İtalyan asıllı Kristof Kolomb, bir akşam vakti, İspanyollarla yemek yiyordu.
İspanyolların çoğu Kolomb'un şöhretini küçümsüyordu. Yemek arasında söz Amerika'nın keşfinden açılınca, içlerinden biri, yüksek sesle, "Oraları keşfetmek zor bir iş değildi" dedi.
Kolomb, bir şey demeden eline bir yumurta aldı ve masanın yanında oturanlara sordu..
"Hanginiz bu yumurtayı dik olarak dengede durdurabilir?" Herkes denedi, uğraştı, fakat hiçbiri başaramadı.
O zaman Kristof Kolomb yumurtayı aldı, ucunu tabağın kenarına hafifçe vurarak kırdı ve yassılaşan ucu tabağına diklemesine tuttu. Elini çektiği zaman yumurta dik vaziyette dengede kaldı.
İspanyollar bağırdılar..
"Bu zor bir şey değil ki! Hepimiz yaparız.." Kolomb güldü..
"'Doğru!. Zor şey değil. Zor olan, bunu düşünebilmektir!'
Güney Afrikalı bir benzinci, biraz düşünce, biraz yaratıcılıkla dükkanını dünyaya tanıttı. Gelirini katladı. Paralı ve şöhretli oldu.

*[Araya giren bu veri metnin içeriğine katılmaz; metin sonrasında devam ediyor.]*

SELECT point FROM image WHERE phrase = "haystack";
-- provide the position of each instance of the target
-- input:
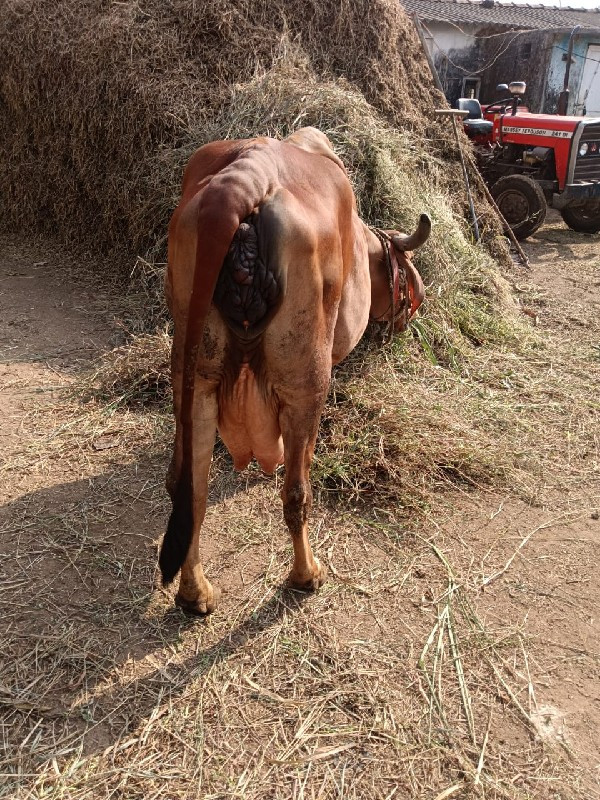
(103, 103)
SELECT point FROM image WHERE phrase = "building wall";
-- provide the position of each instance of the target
(556, 71)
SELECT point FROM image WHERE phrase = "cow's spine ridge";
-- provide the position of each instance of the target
(225, 202)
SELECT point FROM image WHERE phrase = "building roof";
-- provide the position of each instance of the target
(508, 16)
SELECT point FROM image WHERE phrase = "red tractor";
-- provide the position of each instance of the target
(531, 161)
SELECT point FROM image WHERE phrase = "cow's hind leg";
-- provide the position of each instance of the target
(196, 594)
(299, 427)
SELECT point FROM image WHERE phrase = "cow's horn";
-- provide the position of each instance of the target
(416, 239)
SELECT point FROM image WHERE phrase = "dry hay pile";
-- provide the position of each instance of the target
(102, 101)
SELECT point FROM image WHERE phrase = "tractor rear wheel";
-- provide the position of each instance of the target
(583, 219)
(521, 203)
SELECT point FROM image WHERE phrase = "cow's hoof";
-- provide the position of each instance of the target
(201, 606)
(311, 583)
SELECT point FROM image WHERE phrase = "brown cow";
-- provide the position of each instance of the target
(271, 281)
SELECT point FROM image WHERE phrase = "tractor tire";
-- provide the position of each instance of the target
(583, 219)
(521, 203)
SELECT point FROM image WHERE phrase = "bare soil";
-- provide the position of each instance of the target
(107, 691)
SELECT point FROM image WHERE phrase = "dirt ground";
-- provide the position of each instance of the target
(96, 666)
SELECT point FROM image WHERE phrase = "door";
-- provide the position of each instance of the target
(588, 99)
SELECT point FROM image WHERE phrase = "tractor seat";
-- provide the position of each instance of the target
(474, 122)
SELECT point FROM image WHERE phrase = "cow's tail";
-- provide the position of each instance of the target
(222, 208)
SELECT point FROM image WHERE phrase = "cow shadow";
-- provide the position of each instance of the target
(84, 614)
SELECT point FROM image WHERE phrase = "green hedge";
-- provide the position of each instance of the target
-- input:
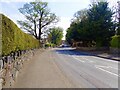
(115, 42)
(13, 39)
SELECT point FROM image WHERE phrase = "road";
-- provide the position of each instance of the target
(67, 68)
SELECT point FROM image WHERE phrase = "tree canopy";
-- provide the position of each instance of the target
(92, 25)
(38, 18)
(55, 35)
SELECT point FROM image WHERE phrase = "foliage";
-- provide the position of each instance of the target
(92, 25)
(38, 17)
(55, 35)
(115, 42)
(100, 17)
(13, 39)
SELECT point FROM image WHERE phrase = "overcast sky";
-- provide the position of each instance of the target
(64, 9)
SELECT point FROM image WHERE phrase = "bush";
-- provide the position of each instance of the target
(115, 42)
(13, 39)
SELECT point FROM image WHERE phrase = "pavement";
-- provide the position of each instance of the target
(103, 54)
(67, 68)
(42, 72)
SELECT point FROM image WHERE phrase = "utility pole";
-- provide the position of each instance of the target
(118, 17)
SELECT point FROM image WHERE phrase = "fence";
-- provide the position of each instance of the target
(10, 66)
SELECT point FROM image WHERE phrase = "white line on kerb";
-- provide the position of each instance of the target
(107, 71)
(87, 59)
(78, 59)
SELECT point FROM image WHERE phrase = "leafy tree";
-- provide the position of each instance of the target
(100, 19)
(55, 35)
(92, 25)
(38, 17)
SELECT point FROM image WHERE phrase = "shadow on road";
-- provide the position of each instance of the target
(71, 51)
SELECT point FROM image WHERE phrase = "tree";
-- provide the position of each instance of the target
(92, 26)
(100, 19)
(38, 17)
(55, 35)
(118, 18)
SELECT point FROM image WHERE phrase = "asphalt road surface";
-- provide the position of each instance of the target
(67, 68)
(87, 71)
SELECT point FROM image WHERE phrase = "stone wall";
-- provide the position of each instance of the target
(11, 65)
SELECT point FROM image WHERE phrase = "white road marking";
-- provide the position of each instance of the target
(107, 71)
(78, 59)
(88, 59)
(105, 59)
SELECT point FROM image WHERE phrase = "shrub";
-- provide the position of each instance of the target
(13, 39)
(115, 42)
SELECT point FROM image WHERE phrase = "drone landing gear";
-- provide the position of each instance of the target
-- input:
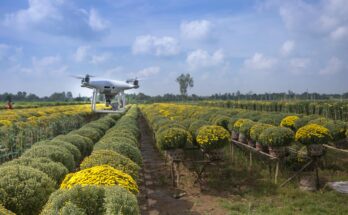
(115, 106)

Sermayesi tebeşir ve kara tahtaydı..
Ve de tabii düşünce..
Fark yaratma düşüncesi..
Başarının sırrı.. Genç meslektaşlarıma her fırsatta tekrar ettiğim başarı formülü..
"Fark yaratmak!." Yarın onlarca gazete çıkacağını, hemen hepsinin ayni haberi vereceğini bilerek fark yaratmak..
Hepsi ayni yakıtı satan milyonla benzinci gibi..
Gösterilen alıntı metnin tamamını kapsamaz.